At any rate, I met a girl named "sky" from the states who suggested a guesthouse to stay at (the garden village) - which is reasonably central and stocked with loads of boys, like every other guesthouse, who just wander around like they're A.D.D - fiddling and fidgeting, because other then the little bit of driving work they do, they have absoloutely zero stimulus. Personally though I find most of the boys to be generally dishonest, full of shit (sob stories that don't line up with everyone elses sob stories) and greedy (average income is $20 US a month here, yet I would estimate that most of these boys earn that in a week or so) ... some people discribe tourism in Cambodia as a gold rush, and I think that's quite accurate - things will no doubt change over time, but at the moment it definitely seems a bit cheeky and ruthless.

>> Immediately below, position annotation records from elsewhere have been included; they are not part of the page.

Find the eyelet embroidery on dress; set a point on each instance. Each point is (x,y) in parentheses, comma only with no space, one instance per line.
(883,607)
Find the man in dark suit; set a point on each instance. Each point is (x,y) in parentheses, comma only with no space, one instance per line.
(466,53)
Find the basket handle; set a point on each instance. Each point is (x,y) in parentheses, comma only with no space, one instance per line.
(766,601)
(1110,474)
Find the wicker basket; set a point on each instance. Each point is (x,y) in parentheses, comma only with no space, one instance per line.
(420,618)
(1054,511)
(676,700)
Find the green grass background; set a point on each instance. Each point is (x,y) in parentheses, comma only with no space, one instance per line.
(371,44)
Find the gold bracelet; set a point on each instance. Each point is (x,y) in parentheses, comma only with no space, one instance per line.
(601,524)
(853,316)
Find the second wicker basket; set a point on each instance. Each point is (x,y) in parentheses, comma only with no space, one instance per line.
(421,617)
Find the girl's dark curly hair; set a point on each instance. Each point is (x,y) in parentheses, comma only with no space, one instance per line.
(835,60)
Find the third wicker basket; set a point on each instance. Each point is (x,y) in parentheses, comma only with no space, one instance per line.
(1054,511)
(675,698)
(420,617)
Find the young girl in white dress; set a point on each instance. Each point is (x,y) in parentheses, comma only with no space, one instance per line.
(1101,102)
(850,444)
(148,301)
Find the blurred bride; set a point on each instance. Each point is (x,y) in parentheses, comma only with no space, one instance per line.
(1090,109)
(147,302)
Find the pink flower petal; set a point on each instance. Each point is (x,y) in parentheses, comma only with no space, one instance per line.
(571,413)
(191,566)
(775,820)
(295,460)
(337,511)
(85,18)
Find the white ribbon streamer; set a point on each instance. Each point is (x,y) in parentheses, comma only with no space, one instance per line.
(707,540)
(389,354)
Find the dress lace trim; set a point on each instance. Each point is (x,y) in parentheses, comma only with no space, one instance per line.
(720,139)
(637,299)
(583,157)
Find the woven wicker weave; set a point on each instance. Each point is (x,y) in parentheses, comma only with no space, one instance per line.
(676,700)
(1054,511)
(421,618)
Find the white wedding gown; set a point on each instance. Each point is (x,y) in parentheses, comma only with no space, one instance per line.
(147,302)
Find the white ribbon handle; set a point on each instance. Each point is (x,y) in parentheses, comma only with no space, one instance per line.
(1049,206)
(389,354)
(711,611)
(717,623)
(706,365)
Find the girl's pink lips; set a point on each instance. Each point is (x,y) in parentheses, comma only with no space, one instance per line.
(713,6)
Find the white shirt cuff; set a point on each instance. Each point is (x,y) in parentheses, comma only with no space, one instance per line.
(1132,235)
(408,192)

So I grabbed one of the boys, "we", as a driver for Angkor wat and headed out to catch sun down from the hill... which was good, met a couple up there I'd hung out with in Savanaket in Laos, so that was amusing.. exchanged stories etc. That night I had dinner at the Dead fish tower, which did a really nice thai meal (the restaurant has free live music and crocodiles.. *shrug*).. very tastey - and then headed to bed because I had to get up early (5am!) to catch the sun rise at Angkor wat.
Throwing up on Angkor temples
So I got up that morning (the 14th) and was feeling a bit dodgy... nothing out of the ordinary... and then headed out to Angkor Wat, got some nice pictures... felt a bit more dodgy... had some breakfast... complete loss of appetite... felt even more dodgy... had some water... and then had waves of Nausea and eventually threw up in the middle of the Bayon temples... thankfully nobody saw me do it, as it really does seem a little
disrespectful.. not to mention gross... And after that it was all down hill, I started overheating, couldn't keep water down and so around mid day I decided it was a bust and got my driver to head back to the guest house...
On the way back I stopped off at the chemist and got some electrolytes to help with dehydration, and some antibitoics (Ciprofloxacin, well Neocip-500 which appears to be the same thing) which seems to be doing the trick as I feel a lot better today... hopefully tomorrow everything will be back on form and I can continue my exploration of the Angkor wat temples.. on the down side, it means buying another $20 US ticket :(
Right, time for some lunch - hopefully I can keep it down!